Reducing file size for email or messaging

A 24-megapixel PNG is 20+ MB. Converting to a well-compressed TIFF typically brings that under 3 MB with no visible change on a normal screen. Perfect for sliding under Gmail's 25 MB attachment cap, WhatsApp's compression, or a form's "under 5 MB" rule.

Archiving photos or scans

For long-term storage, a stable, widely-supported format matters more than pixel-perfect quality. TIFF is a reasonable archival choice for BMP sources when the goal is "openable in 10 years on whatever device exists then." Bonus: batch convert the entire folder in one pass.

Every conversion happens on TLS-encrypted uploads, on isolated per-request workers, with both the source and the result auto-deleted within 30 minutes.
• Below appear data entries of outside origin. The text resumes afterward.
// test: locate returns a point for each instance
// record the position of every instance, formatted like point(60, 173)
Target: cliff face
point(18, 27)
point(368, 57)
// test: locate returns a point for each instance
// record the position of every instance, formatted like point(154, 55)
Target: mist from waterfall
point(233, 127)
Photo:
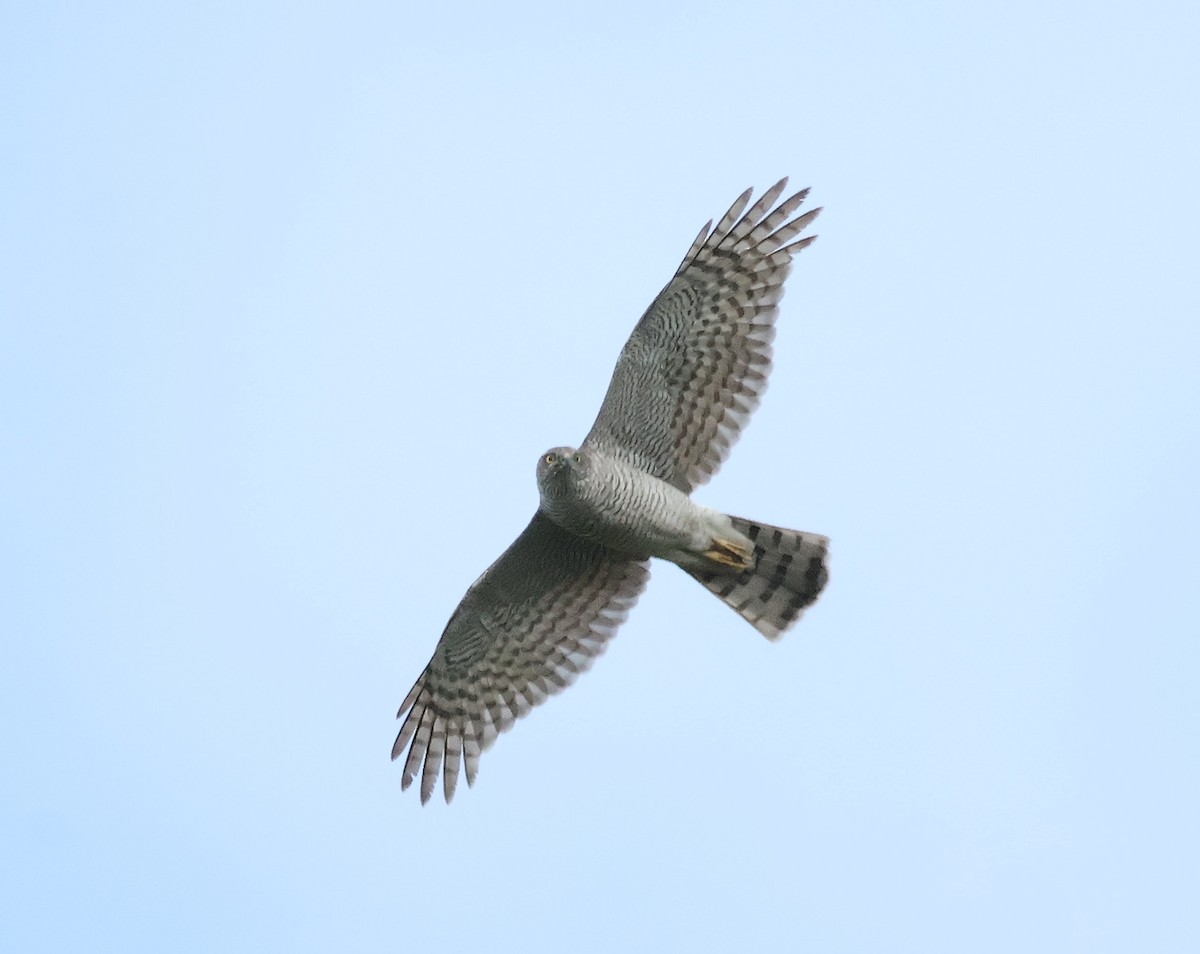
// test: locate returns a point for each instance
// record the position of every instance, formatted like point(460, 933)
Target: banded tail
point(786, 576)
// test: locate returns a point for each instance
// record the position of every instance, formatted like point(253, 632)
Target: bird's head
point(559, 468)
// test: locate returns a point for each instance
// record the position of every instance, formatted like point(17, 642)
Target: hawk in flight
point(683, 389)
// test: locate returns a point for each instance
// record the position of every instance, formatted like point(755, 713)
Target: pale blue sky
point(283, 286)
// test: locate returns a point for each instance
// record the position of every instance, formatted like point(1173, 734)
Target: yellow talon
point(729, 553)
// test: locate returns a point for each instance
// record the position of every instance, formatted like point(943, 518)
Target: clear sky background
point(293, 295)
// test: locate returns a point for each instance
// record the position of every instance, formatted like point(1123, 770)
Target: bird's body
point(684, 387)
point(605, 501)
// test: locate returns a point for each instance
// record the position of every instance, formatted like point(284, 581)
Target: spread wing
point(696, 365)
point(534, 621)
No ads, no watermarks on paid tiers, no metadata mined for training.

BMP vs TIFF: Side-by-side

Technical comparison of the two formats — useful for deciding which to use, or for confirming what changes during conversion.

Property BMP TIFF
Full name Bitmap Tagged Image File Format
Year introduced 1990 1986
Developer / standard body Microsoft Aldus (now Adobe)
MIME type image/bmp image/tiff
File extension .bmp .tiff / .tif
Compression Uncompressed (typically) Lossless (LZW, ZIP) or uncompressed
Color / data depth 1 to 32-bit 1 to 64-bit per channel
Max dimensions / size 32,767 × 32,767 px 4 GB file size limit
Transparency Yes Yes
Animation No No
Standard / specification Microsoft Windows TIFF 6.0 (Adobe)
Best for Legacy Windows applications, raw pixel data Professional photography, scanning, print prepress

About the BMP Format

BMP (Bitmap Image File) is a raster image format developed by Microsoft, dating back to 1986. It stores pixel data with little to no compression — each pixel's colour value is written directly into the file, resulting in a faithful but very large representation of the image. While BMP can optionally use RLE (Run-Length Encoding) compression, this is rarely applied in practice, and the format is primarily associated with uncompressed image storage.
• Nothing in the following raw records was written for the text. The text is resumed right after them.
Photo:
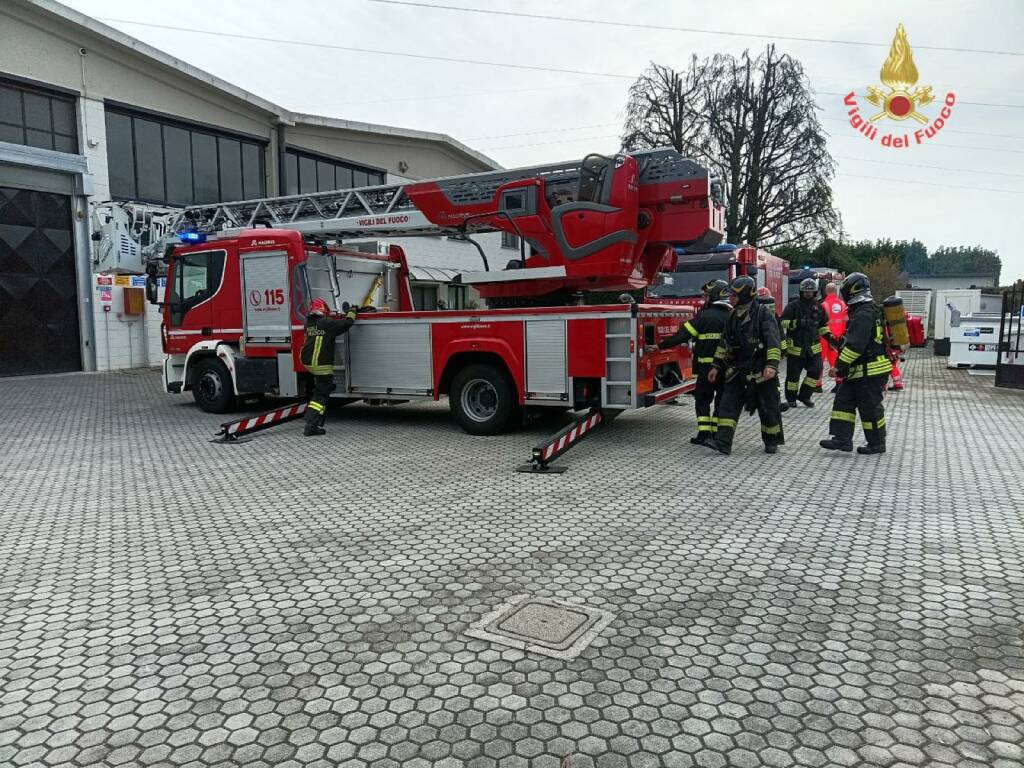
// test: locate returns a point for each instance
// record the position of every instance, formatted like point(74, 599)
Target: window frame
point(295, 155)
point(219, 136)
point(23, 86)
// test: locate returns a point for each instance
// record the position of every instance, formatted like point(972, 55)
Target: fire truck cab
point(233, 313)
point(693, 268)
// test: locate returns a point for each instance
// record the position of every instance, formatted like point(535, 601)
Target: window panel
point(205, 168)
point(325, 176)
point(12, 133)
point(120, 156)
point(42, 139)
point(307, 174)
point(343, 176)
point(10, 105)
point(291, 173)
point(148, 160)
point(27, 117)
point(177, 165)
point(37, 112)
point(229, 154)
point(252, 171)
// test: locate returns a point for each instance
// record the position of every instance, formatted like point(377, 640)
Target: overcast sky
point(971, 194)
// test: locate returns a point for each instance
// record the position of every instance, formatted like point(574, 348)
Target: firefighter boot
point(870, 449)
point(314, 423)
point(836, 444)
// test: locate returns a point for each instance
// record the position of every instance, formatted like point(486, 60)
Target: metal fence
point(1010, 364)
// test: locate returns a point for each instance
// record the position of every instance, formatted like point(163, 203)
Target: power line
point(695, 30)
point(935, 167)
point(429, 57)
point(931, 183)
point(537, 133)
point(374, 51)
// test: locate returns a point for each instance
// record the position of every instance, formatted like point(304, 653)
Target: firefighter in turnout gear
point(804, 325)
point(706, 331)
point(863, 367)
point(317, 356)
point(748, 360)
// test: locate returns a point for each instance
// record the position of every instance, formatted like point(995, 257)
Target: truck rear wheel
point(482, 398)
point(212, 386)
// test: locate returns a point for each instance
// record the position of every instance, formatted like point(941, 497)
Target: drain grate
point(541, 625)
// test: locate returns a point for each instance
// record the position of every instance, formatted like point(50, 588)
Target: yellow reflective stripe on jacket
point(848, 355)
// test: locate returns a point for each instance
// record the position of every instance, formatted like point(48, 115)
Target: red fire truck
point(681, 287)
point(240, 278)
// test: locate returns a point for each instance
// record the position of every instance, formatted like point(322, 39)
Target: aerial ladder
point(606, 223)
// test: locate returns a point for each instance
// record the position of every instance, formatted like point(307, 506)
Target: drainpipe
point(282, 181)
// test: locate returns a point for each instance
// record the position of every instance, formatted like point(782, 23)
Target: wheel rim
point(479, 399)
point(210, 387)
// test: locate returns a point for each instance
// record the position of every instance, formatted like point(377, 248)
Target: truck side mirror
point(151, 289)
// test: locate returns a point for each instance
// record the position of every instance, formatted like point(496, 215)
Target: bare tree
point(754, 121)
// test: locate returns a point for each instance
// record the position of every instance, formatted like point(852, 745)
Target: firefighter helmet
point(856, 289)
point(717, 290)
point(743, 289)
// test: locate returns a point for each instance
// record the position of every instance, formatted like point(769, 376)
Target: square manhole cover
point(542, 625)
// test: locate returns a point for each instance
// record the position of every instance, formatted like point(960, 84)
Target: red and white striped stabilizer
point(235, 429)
point(562, 441)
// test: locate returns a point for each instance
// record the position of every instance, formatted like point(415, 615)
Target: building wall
point(424, 159)
point(946, 283)
point(46, 49)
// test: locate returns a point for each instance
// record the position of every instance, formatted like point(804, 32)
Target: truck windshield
point(684, 285)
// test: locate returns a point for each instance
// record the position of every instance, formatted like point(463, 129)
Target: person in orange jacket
point(836, 309)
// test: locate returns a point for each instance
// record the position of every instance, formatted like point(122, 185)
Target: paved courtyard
point(170, 601)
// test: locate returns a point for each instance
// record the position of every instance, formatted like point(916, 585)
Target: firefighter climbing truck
point(240, 278)
point(694, 267)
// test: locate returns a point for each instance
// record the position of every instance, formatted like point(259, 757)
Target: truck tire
point(482, 398)
point(212, 386)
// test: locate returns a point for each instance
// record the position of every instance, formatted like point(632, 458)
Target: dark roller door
point(38, 293)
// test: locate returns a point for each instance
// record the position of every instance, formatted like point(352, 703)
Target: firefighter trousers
point(706, 395)
point(316, 410)
point(863, 394)
point(734, 397)
point(795, 366)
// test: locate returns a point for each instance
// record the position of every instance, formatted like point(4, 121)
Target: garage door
point(38, 295)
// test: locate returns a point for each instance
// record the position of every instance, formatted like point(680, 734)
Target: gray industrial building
point(88, 114)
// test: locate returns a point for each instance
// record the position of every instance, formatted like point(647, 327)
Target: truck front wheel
point(482, 398)
point(212, 386)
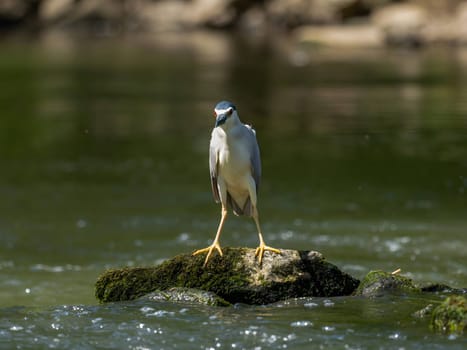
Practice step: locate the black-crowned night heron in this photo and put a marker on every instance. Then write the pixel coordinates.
(235, 166)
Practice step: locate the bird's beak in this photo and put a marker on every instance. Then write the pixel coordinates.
(220, 119)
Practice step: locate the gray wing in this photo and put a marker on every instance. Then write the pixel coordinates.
(255, 156)
(213, 159)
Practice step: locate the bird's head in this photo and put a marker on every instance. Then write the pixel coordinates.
(223, 112)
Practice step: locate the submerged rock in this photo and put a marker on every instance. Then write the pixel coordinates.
(450, 316)
(377, 283)
(235, 277)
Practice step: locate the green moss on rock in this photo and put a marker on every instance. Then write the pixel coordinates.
(378, 283)
(187, 295)
(235, 277)
(450, 316)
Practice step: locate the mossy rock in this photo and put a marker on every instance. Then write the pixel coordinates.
(450, 316)
(187, 295)
(377, 283)
(236, 277)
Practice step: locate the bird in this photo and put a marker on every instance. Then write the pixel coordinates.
(235, 169)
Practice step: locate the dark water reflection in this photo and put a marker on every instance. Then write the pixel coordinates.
(103, 158)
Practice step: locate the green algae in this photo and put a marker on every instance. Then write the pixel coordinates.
(379, 282)
(450, 316)
(187, 295)
(183, 270)
(236, 277)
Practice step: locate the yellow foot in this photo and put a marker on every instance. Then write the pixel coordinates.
(260, 251)
(209, 249)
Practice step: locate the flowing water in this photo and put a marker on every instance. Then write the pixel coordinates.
(103, 163)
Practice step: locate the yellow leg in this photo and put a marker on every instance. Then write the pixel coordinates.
(262, 247)
(215, 244)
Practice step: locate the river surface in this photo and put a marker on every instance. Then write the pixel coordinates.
(103, 164)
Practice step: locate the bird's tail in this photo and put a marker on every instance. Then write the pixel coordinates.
(247, 209)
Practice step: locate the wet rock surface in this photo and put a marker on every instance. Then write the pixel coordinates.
(450, 316)
(378, 283)
(235, 277)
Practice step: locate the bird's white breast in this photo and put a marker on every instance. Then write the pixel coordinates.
(235, 162)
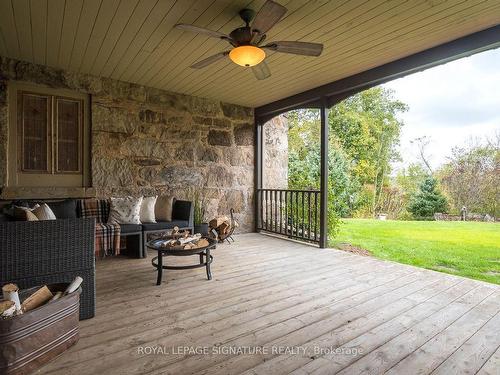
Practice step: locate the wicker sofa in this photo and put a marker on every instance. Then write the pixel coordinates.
(41, 252)
(53, 251)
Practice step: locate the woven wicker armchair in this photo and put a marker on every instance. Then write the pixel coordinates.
(54, 251)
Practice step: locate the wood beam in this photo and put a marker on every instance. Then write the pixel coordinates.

BMP is rarely used today for general-purpose imaging due to its extremely large file sizes compared to modern alternatives like PNG or WebP. Its primary remaining use cases are in Windows system resources, legacy desktop applications, and scenarios where raw, uncompressed pixel data is required for processing. BMP offers limited transparency support and no features like animation or metadata. For virtually all modern workflows — web, mobile, print, or archival — other formats provide better compression, features, and compatibility.

BMP to TIFF FAQ

Quick answers about compatibility, quality, metadata handling, and the most common reasons to convert BMP files to TIFF.
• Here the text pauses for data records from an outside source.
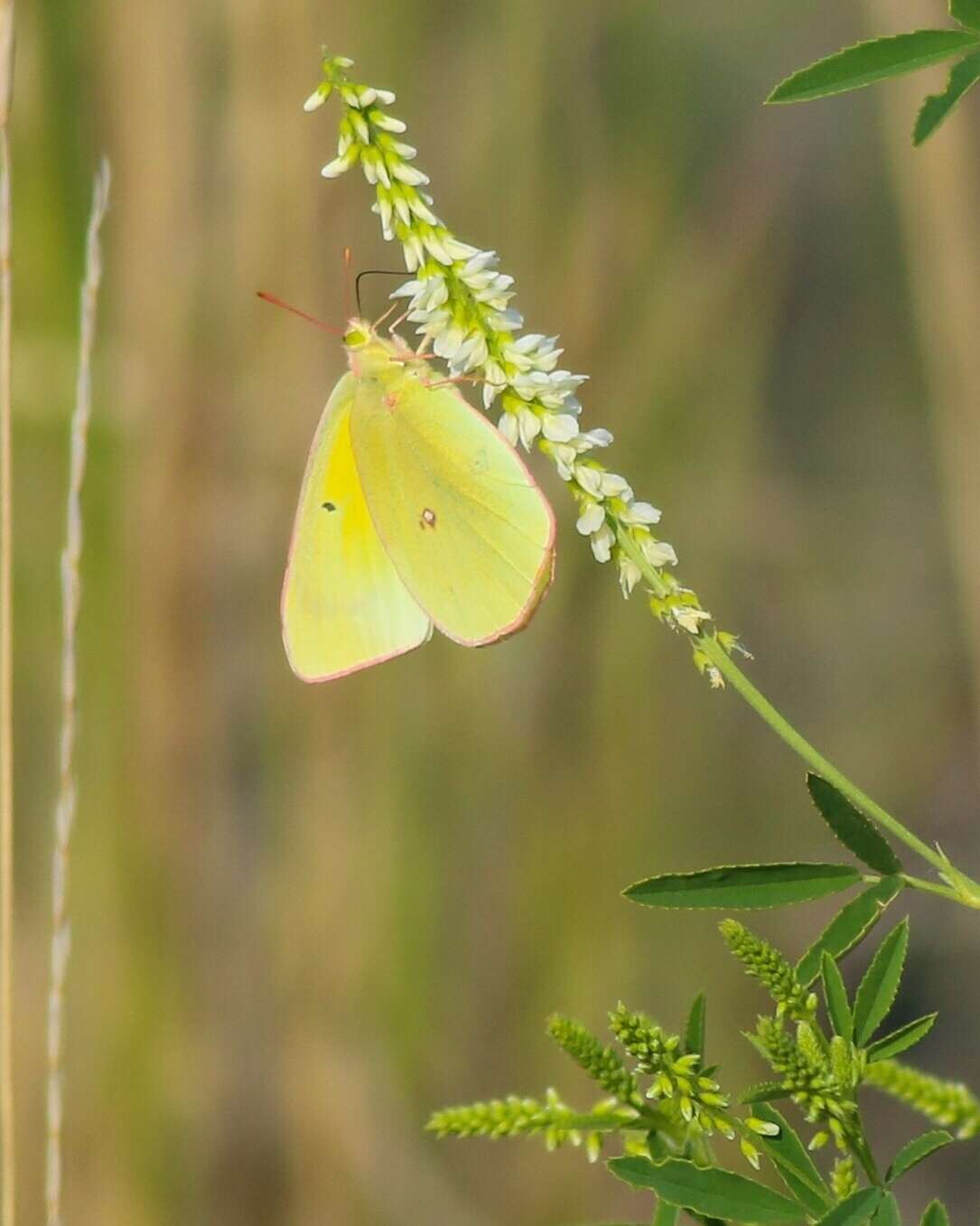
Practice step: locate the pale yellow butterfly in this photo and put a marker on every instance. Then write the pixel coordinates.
(415, 512)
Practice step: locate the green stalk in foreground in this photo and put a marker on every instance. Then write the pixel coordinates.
(461, 304)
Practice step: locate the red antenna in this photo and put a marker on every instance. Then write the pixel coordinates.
(295, 310)
(348, 312)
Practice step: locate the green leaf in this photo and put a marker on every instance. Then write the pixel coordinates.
(873, 61)
(966, 13)
(708, 1191)
(917, 1150)
(849, 926)
(666, 1215)
(901, 1040)
(835, 996)
(763, 1091)
(935, 1214)
(743, 886)
(938, 106)
(877, 988)
(793, 1164)
(855, 1211)
(853, 828)
(887, 1214)
(694, 1033)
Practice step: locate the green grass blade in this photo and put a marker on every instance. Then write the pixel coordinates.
(835, 996)
(853, 828)
(793, 1164)
(877, 988)
(901, 1040)
(966, 13)
(694, 1034)
(855, 1211)
(917, 1150)
(849, 926)
(743, 886)
(708, 1191)
(938, 106)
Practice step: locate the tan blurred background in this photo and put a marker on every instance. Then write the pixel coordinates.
(306, 916)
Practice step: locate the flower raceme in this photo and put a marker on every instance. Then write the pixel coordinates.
(460, 303)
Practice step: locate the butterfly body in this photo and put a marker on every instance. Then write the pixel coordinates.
(415, 512)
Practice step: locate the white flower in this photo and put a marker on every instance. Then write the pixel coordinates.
(658, 553)
(630, 576)
(592, 518)
(409, 288)
(690, 618)
(639, 514)
(529, 426)
(471, 352)
(509, 320)
(508, 426)
(602, 543)
(559, 426)
(382, 208)
(478, 264)
(559, 387)
(401, 208)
How do I convert BMP to TIFF online?

Upload your BMP image, choose TIFF as the output format, and download the converted file when processing finishes. This page is built for exact BMP to TIFF conversion.

Why would I convert BMP to TIFF?

TIFF is the right target when it fits your next workflow better.

Can I convert BMP to TIFF without losing too much quality?

It depends on how the source and target formats handle compression. The best format depends on whether you care more about smaller files, editing quality, transparency, or compatibility.

Will converting BMP to TIFF change transparency?

That depends on whether the target format supports transparency. Choose an output format with alpha-channel support if transparent backgrounds matter.

Will converting BMP to TIFF change file size?

File size can become larger or smaller depending on the source image, the target format, and whether the output uses stronger compression or keeps more visual detail.

Will converting BMP to TIFF make the file size smaller?

It often does when the target format is more compression-friendly, but the result depends on the source file and what kind of visual quality you need.

Can I batch convert multiple BMP files to TIFF at once?

Yes. Batch conversion is useful for product images, screenshots, design assets, photo libraries, and website workflows.

Is it safe to convert BMP to TIFF online?

Yes. This converter uses temporary browser-based processing with automatic cleanup after conversion.